The
Actor and playwright is rapidly becoming one of the most exciting faces of
British theatre. Now he’s stepping into the shoes of Bob Marley in the new West End musical Get Up, Stand Up
Arinzé Kene’s life is usually one of perpetual motion: write, act, devise, repeat. Rest isn’t usually in the equation. During Misty – his 2018 play that became a sensation, melding a story about violence, gentrification and displacement – he didn’t leave the stage. The usual 20-second gaps, in which actors have a glass of water and take a breath as sets and costumes are changed, were removed. Kene just incorporated them into the action; frenetic is the speed at which he likes to live his life.

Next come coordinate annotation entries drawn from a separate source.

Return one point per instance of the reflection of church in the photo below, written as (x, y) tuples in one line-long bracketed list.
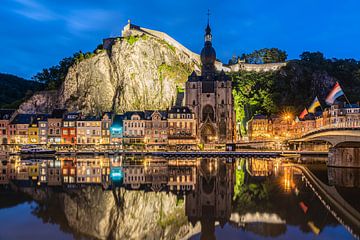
[(209, 96), (210, 201)]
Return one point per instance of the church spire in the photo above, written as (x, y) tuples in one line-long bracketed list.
[(208, 54), (208, 36)]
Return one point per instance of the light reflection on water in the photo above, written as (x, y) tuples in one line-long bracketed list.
[(199, 198)]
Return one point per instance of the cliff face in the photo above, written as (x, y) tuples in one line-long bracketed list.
[(135, 73), (114, 215)]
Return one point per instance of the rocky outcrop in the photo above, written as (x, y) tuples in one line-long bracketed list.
[(137, 72), (40, 102), (118, 214)]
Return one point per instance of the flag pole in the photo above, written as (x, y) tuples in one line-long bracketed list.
[(345, 96), (320, 104)]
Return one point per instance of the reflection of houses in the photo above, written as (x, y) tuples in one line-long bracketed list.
[(211, 199), (344, 177), (182, 126), (156, 127), (182, 175), (134, 128), (156, 173), (134, 174), (260, 167)]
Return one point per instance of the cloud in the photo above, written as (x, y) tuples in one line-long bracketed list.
[(85, 20), (34, 10)]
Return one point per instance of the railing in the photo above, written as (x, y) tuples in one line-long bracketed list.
[(339, 126)]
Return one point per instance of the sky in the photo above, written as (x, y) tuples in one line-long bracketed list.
[(37, 34)]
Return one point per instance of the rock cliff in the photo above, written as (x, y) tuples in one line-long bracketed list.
[(119, 214), (138, 71)]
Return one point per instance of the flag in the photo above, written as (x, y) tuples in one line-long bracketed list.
[(314, 105), (334, 94), (303, 113)]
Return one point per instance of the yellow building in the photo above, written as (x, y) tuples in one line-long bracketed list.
[(33, 133)]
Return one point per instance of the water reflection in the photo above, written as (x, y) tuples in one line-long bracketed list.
[(144, 197)]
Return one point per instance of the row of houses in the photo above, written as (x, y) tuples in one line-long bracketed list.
[(174, 126), (284, 127)]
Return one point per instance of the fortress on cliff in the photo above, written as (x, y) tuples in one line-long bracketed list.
[(131, 29)]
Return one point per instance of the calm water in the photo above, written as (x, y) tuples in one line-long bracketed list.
[(155, 198)]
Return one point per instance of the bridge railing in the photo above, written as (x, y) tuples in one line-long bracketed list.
[(342, 125)]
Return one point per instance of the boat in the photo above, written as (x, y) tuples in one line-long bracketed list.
[(35, 150)]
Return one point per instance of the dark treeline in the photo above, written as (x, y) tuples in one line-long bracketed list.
[(294, 86), (14, 90)]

At 34, he has written half a dozen plays, appeared in EastEnders, cropped up in the starry
BBC drama The Long Song, played Simba on stage in
The Lion King, sung alongside Michaela Coel in the
Netflix musical Been So Long, and been awarded an MBE for services to drama and screenwriting. It is his plays – which have consistently homed in on the tensions and pressures facing black men in the inner city – that have established him as one of British theatre’s most singular talents. The pick of them, the autobiographical Misty, opened at the Bush theatre before transferring to London’s West End. He is only the second black British playwright to have had work performed there, after Kwame Kwei-Armah.